5. Bring a pillow. Whether you’re traveling with a nursing newborn or a teenager (or anyone in between), having one or two of those squishy neck pillows in your bag will go a long way towards making sure everyone is comfortable.
6. Consider the ears. Sucking and chewing during takeoff and landing will help relieve pressure in the ears. Bring whatever is age-appropriate for your child – a pacifier, a sippy cup (empty – you’ll fill it on board after security), or some taffy or chewing gum. I also always bring Ear Planes, special ear plugs that help prevent painful pressure.
7. Pack snacks. This is a biggie. Hungry kids are cranky kids. Stuff your carry-on bag with granola bars, raisins, mini-sandwiches, whole fruit, and maybe some string cheese in a little insulated bag.
8. Don’t stress. Keep your sense of humor, no matter what. If the baby won’t stop screaming, snapping at your spouse, whose nose is buried in a book, might make you feel better momentarily, but it won’t really improve the situation. Take a deep breath, remind yourself that this flight will, in all likelihood, be shorter and less painful than labor and delivery, and stay positive.
9. Take turns. If at all possible, try not to travel alone with your kids when they are very young, especially on a long flight. This way, you can switch off with your partner and take a break. If you are alone, try to endear yourself to the flight attendants. I’ve had very good luck getting help from them on the rare occasions I’ve been on my own.
10. Be realistic. Don’t bring a gripping novel on a flight with a toddler. You won’t get to read it, and you’ll feel resentful. Set your expectations low – the flight will probably be hard work, but if you make it fun, you’ll be more likely to come down the jetway with a smile on your face.
What are YOUR best tips for airplane travel with kids? Share them in the comments below.
Sheri’s airplane must-haves
- Board books or cloth books
- Finger puppets
- Peek-a-boo blanket
- Toy bungees (so you don’t go searching down the aisle for the lost rattle)

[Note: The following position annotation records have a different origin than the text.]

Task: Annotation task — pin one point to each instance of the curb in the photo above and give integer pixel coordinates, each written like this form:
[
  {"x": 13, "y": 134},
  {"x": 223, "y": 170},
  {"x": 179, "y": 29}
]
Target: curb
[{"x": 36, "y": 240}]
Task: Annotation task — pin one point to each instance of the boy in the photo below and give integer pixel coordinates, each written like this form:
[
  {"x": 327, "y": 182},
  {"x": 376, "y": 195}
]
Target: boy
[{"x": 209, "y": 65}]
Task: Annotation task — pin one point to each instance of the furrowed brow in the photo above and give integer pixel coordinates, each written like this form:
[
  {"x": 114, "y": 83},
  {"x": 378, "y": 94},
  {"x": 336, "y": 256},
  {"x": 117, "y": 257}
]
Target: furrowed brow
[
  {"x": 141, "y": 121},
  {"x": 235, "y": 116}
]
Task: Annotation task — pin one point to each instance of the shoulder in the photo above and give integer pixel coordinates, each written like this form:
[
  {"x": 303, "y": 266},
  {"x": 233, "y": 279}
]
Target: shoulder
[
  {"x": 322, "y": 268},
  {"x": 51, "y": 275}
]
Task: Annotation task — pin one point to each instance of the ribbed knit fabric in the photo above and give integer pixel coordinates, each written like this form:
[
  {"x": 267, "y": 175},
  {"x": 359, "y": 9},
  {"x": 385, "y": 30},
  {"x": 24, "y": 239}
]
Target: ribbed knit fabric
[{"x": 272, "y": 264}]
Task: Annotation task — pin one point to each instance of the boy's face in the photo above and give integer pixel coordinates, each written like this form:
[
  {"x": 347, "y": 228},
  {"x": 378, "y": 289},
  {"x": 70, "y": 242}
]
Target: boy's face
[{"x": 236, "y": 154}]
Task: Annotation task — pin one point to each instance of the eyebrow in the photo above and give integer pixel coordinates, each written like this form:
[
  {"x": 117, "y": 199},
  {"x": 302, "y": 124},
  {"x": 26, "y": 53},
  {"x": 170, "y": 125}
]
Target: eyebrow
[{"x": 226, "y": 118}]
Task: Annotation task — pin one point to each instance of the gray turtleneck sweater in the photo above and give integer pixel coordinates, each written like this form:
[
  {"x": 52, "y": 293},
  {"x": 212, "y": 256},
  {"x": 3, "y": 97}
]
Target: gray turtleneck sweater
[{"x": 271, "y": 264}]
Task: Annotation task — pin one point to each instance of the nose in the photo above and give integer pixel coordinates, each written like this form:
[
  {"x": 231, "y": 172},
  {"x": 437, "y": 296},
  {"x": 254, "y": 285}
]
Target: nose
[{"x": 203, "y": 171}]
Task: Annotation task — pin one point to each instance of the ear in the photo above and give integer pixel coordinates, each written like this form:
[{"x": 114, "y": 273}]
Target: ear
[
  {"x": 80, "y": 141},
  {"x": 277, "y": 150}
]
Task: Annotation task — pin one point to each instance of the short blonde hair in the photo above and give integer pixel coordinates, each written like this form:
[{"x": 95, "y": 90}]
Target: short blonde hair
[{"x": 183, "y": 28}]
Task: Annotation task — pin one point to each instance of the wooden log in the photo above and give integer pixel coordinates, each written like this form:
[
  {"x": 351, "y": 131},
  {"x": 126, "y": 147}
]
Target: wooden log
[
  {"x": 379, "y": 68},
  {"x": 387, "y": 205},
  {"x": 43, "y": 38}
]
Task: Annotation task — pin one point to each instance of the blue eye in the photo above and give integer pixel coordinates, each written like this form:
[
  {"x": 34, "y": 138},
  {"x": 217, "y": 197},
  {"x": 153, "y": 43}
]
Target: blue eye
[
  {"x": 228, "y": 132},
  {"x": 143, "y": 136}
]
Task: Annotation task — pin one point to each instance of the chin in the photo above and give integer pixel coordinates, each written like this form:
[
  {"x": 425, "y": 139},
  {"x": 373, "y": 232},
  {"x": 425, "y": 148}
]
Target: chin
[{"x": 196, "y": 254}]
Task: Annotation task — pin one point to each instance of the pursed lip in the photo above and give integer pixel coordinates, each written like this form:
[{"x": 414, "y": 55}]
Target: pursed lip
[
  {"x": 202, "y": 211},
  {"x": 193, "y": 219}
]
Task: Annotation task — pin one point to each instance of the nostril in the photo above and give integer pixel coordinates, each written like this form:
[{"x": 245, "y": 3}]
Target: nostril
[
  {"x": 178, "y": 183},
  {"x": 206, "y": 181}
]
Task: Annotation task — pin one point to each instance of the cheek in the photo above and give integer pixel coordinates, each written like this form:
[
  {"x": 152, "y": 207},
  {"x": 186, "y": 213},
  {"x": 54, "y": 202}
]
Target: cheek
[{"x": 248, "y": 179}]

- A muslin blanket or two (yes, to cover up, but also to layer between you and your baby to minimize sweating while the baby is asleep).
- Look ‘n’ Find books
- Mini Etch a Sketch or Magna Doodle
- Magnetic paper dolls, storyboards or puzzles
- Schleich figures
For early elementary
Most of the time, when parents ask me for travel tips, they usually waggle an eyebrow and say, “drugs, right?” I personally had a bad experience with Benadryl on a red-eye several years ago, and I haven’t used it since. If you do try it (with your pediatrician’s blessing, of course), my only advice is to wait until you’re actually on the plane before giving it to your kid.
Don’t try this at home
Speaking of traveling with kids. I’m taking my two older kids to Orlando for the weekend, which should be a piece of cake. At 8 and 6 years old, they’ll be very content to spend the flight reading and/or playing with their iPods. But I like a challenge. Shepherding two cooperative kids through an airport would be too easy. So for the return trip, I’ll add a wriggly 8-week-old puppy with very questionable bladder control, and confine him to a bag — it should be interesting. Wish me luck.